The logistics associated with Rowland’s rental contracts have been the subject of a fair amount of attention. Yet prior to writing this text I was unaware of Rowland’s highly detailed permission form for image use, mainly oriented to requiring the extended text associated with each work be reprinted in full as image captions, but also reserving the right to check articles for their factual content; forbidding the publication of any other text referring to Rowland in the same publication; and asserting Rowland’s intellectual property rights in both work and text. (Additional installation views not released for inclusion with the present discussion can, however, be found at C&.)It was equally interesting to discover, via correspondence with Maxwell Graham, that Essex Street (Rowland’s gallery), makes regular use of the Siegelaub-Projansky contract for a number of gallery artists.

Most critics and art historians are painfully aware of the difficulties associated with requests for images, ranging from high fees (not the case here) to vetting content, and this is a point where advocacy for artists’ rights can sharply conflict with the doctrine of fair use, which opens space for criticism and commentary via this crucial exception to blanket copyright control.

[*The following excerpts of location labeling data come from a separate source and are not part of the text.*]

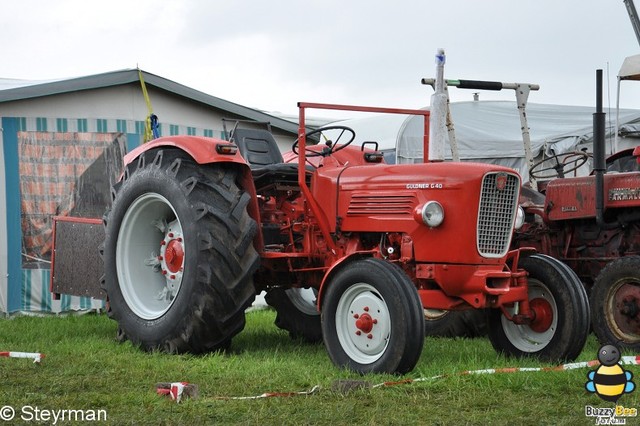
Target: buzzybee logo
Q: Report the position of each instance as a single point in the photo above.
(610, 381)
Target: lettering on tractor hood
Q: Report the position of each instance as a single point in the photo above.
(425, 185)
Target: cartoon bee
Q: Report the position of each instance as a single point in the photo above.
(609, 381)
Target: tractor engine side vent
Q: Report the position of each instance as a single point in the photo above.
(498, 204)
(391, 204)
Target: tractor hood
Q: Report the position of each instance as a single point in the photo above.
(390, 198)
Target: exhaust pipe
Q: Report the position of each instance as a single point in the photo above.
(599, 167)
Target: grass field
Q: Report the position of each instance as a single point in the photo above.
(86, 369)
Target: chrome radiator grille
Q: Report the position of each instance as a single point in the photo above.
(498, 204)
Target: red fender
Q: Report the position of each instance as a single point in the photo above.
(202, 150)
(205, 151)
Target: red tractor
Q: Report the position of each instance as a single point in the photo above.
(592, 224)
(199, 225)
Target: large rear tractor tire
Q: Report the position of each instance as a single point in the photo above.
(297, 312)
(372, 318)
(615, 303)
(178, 253)
(561, 325)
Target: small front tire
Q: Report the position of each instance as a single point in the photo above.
(372, 318)
(561, 325)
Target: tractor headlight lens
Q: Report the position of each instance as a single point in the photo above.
(432, 214)
(519, 218)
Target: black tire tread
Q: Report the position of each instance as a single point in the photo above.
(223, 286)
(613, 271)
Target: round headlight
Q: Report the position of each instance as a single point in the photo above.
(432, 214)
(519, 218)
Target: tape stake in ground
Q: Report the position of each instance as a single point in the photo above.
(177, 390)
(345, 386)
(37, 357)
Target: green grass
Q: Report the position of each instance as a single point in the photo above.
(86, 369)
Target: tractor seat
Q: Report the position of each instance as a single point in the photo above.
(259, 149)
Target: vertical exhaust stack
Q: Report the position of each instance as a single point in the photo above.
(599, 152)
(438, 113)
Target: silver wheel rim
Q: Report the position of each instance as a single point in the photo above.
(149, 274)
(522, 336)
(304, 299)
(361, 344)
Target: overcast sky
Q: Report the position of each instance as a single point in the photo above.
(271, 54)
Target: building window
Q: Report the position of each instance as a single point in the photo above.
(41, 124)
(121, 126)
(82, 125)
(62, 125)
(101, 124)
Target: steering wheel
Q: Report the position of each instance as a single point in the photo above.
(330, 145)
(565, 163)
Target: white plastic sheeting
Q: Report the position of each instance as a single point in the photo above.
(489, 131)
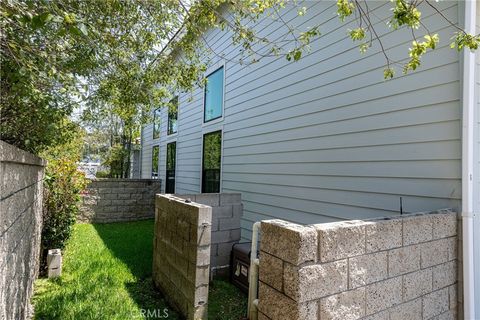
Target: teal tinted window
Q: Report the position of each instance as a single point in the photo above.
(214, 96)
(156, 123)
(155, 158)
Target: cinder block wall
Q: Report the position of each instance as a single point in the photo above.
(21, 193)
(116, 200)
(227, 212)
(181, 254)
(397, 268)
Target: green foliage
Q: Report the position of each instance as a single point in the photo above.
(116, 160)
(462, 40)
(405, 13)
(102, 174)
(111, 57)
(345, 8)
(62, 186)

Other than the framed contracts, most of the material on exhibit consists of found objects that would not be subject to copyright even if they weren’t centuries old. I don’t see anything that should prevent me from illustrating this article with photographs I took of the exhibition, as my own counterpoint to the dialogue around property rights that Rowland has initiated.

But I also recognize that I’ve walked past those mahogany doors on a number of other occasions, without a second thought, so it is only Rowland’s version of the readymade gesture, elaborated through lengthy captions, that has rendered them interesting. I was therefore willing to extend my engagement with Rowland’s multilayered and intensely thought-provoking exhibition to include requests for official images of the objects claimed by Rowland as works of art. To do otherwise would be to miss the point.

Cameron Rowland: 3 & 4 Will. IV c.73 at the Institute of Contemporary Arts (The Mall, St. James’s, London, England) is currently closed due to the COVID-19 pandemic. Please check the ICA website for announcements regarding its reopening. The exhibition is curated by Richard Birkett.